Pembrolizumab associato a chemioterapia ha mostrato PFS superiore versus chemioterapia in tutti i pazienti randomizzati nello studio (HR=0,65 [CI 95%, 0,55-0,76]; p<0,0001), nei pazienti con ESCC (HR=0,65 [CI 95%, 0,54-0,78]; p<0,0001), e nei pazienti con espressione PD-L1 (CPS ≥10) (HR=0,51 [CI 95%, 0,41-0,65]; p<0,0001). In tutti i pazienti randomizzati nello studio la PFS mediana era di 6,3 mesi (CI 95%, 6,2-6,9) nella combinazione con pembrolizumab versus 5,8 mesi (CI 95%, 5,0-6,0) nel braccio con chemioterapia. Nei pazienti con ESCC, la PFS mediana era di 6,3 mesi (CI 95%, 6,2-6,9) nel braccio di combinazione con pembrolizumab versus 5,8 mesi (95% CI, 5.0-6.1) nel braccio con chemioterapia.

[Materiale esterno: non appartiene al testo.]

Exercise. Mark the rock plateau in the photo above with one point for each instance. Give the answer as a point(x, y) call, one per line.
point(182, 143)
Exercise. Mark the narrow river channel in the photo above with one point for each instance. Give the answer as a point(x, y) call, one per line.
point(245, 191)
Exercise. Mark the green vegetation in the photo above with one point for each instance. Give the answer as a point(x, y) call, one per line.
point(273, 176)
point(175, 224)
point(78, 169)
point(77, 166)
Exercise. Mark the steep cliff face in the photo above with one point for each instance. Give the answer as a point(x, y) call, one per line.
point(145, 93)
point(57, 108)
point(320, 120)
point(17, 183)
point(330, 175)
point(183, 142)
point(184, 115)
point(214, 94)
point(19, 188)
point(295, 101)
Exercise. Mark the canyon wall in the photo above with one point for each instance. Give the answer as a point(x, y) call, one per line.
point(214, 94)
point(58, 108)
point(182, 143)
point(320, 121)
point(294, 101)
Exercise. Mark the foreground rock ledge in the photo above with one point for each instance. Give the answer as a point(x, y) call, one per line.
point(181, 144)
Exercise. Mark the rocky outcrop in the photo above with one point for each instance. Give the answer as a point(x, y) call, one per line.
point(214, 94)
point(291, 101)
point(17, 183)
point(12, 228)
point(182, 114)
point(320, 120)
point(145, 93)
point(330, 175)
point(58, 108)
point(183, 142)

Nei pazienti con espressione PD-L1 (CPS ≥10), la PFS mediana era di 7,5 mesi (CI 95%, 6,2-8,2) per la combinazione con pembrolizumab versus 5,5 mesi (CI 95%, 4,3-6,0) nel braccio con chemioterapia.

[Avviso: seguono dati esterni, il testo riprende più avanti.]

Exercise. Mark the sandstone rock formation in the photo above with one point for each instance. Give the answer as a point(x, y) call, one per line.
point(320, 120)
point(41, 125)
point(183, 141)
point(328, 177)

Pembrolizumab associato a chemioterapia ha dimostrato un ORR superiore versus chemioterapia in tutti i pazienti randomizzati nello studio. ORR era 45,0% (CI 95%, 39,9-50,2) nel braccio di combinazione con pembrolizumab versus 29,3% (CI 95%, 24,7-34,1) nel braccio con chemioterapia (p<0,0001). Inoltre, la DOR era di 8,3 mesi (range, 1.2+ – 31.0+) nella combinazione con pembrolizumab versus 6,0 mesi (range, 1.5+ – 25.0+) nel braccio con chemioterapia.

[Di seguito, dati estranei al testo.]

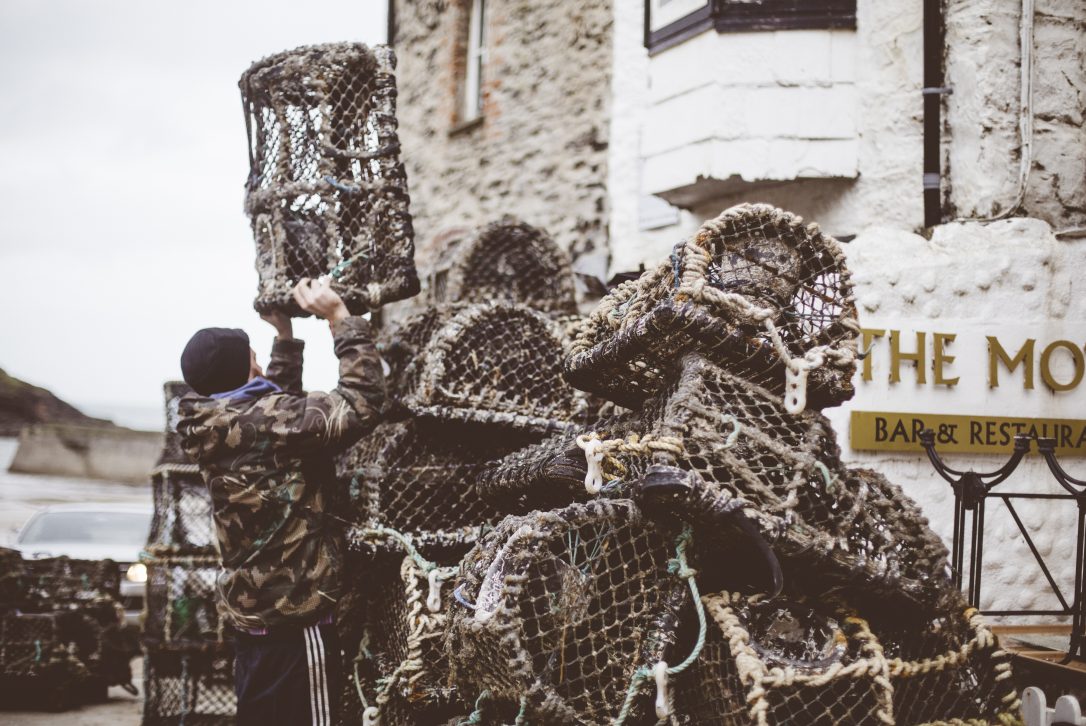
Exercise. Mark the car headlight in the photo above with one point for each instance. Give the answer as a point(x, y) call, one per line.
point(137, 573)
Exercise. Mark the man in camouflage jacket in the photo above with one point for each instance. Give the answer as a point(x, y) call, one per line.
point(265, 449)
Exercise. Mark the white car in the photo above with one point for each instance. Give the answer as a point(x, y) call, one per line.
point(93, 532)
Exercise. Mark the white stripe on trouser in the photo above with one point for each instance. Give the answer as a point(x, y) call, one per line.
point(324, 675)
point(318, 687)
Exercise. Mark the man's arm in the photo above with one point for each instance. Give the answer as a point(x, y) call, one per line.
point(285, 368)
point(352, 408)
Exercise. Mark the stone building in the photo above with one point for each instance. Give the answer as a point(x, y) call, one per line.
point(620, 128)
point(504, 109)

Gli eventi avversi legati al trattamento (TRAEs) hanno portato all’interruzione della terapia nel 19,5% dei pazienti nel braccio di combinazione con pembrolizumab e nell’11,6% in quelli del braccio con chemioterapia. TRAEs di Grado 3-5 si sono verificati nel 71,9% dei pazienti della combinazione con pembrolizumab e nel 67,6% dei pazienti nel braccio con chemioterapia. Nel braccio di combinazione con pembrolizumab sono stati registrati nove decessi dovuti al trattamento e cinque nel braccio con chemioterapia. Gli eventi avversi immuno-mediati di qualsiasi grado sono stati osservati nel 25,7% dei pazienti nella combinazione con pembrolizumab e nell’11,6% dei pazienti nel braccio con chemioterapia.

Il tumore dell’esofago

Il tumore esofageo, un tipo di tumore particolarmente difficile da trattare, ha origine nello strato interno dell’esofago (mucosa) e si sviluppa verso l’esterno. I due tipi di tumore dell’esofago sono il carcinoma a cellule squamose e l’adenocarcinoma. Il tumore esofageo è la settima neoplasia più comunemente diagnosticata e la sesta causa di morte per cancro nel mondo. A livello globale, si stima che siano stati diagnosticati più di 572.000 nuovi casi di tumore esofageo e si siano verificati circa 509.000 decessi per questa malattia nel 2018. Nel 2019, in Italia, sono stati stimati oltre 2.500 nuovi casi di tumore dell’esofago.